Your provider will guide the conversation based on your full medical context. These prompts are designed to make sure free T4 doesn't get read in isolation.
When to test, and how it's measured.
Free T4 is a standard venous blood draw and almost always bundled into a thyroid panel. The minimum modern panel is TSH and free T4; a more comprehensive workup adds free T3 and thyroid antibodies (TPO, TgAb). No fasting is required, and results generally return within a few business days.

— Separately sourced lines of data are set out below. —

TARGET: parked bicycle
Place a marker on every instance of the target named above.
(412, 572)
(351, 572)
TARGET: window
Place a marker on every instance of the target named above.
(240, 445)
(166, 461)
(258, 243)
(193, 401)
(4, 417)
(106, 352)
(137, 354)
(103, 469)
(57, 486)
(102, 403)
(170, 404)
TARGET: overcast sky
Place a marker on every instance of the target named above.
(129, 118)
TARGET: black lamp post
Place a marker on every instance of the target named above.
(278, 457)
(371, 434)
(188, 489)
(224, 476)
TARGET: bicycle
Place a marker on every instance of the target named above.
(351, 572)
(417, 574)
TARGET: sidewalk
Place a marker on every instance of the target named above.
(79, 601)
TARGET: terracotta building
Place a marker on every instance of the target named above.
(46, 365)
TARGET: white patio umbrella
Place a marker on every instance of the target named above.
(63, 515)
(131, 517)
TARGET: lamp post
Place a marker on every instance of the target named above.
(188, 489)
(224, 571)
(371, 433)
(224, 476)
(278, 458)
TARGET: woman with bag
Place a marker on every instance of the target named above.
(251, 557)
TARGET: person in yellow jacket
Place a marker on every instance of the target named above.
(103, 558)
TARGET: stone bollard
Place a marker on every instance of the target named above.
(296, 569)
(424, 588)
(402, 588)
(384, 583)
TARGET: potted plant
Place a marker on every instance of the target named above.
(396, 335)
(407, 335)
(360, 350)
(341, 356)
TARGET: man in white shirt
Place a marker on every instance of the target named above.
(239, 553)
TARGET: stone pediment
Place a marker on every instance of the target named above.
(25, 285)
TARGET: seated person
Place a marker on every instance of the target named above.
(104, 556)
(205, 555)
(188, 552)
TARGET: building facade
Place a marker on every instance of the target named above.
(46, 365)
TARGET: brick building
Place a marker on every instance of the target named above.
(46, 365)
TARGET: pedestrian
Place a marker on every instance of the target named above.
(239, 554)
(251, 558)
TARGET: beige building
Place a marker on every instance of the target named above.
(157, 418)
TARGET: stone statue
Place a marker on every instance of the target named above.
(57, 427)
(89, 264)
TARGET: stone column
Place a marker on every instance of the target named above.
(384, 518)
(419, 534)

Timing notes. Morning draws are generally preferred, in line with the mild diurnal rhythm of thyroid hormones. If you're already on levothyroxine, take the dose after the blood draw, not before — this captures trough levels rather than peak. If you're on natural desiccated thyroid or liothyronine (T3-containing medication), some clinicians ask for the draw four to six hours after the dose to catch a steady-state level rather than the post-dose peak.
Biotin supplementation (often in hair, skin and nail products) can interfere with thyroid assays — including free T4 — and produce misleading results. Pause high-dose biotin for at least 48 hours before testing.
Cycle day doesn't affect free T4 meaningfully, though it matters for estradiol and progesterone, which often get tested in the same draw. If you're combining a thyroid panel with sex-hormone testing, your provider will help with timing. For more on the trade-offs of at-home versus traditional lab testing, see our guide to at-home blood tests for women.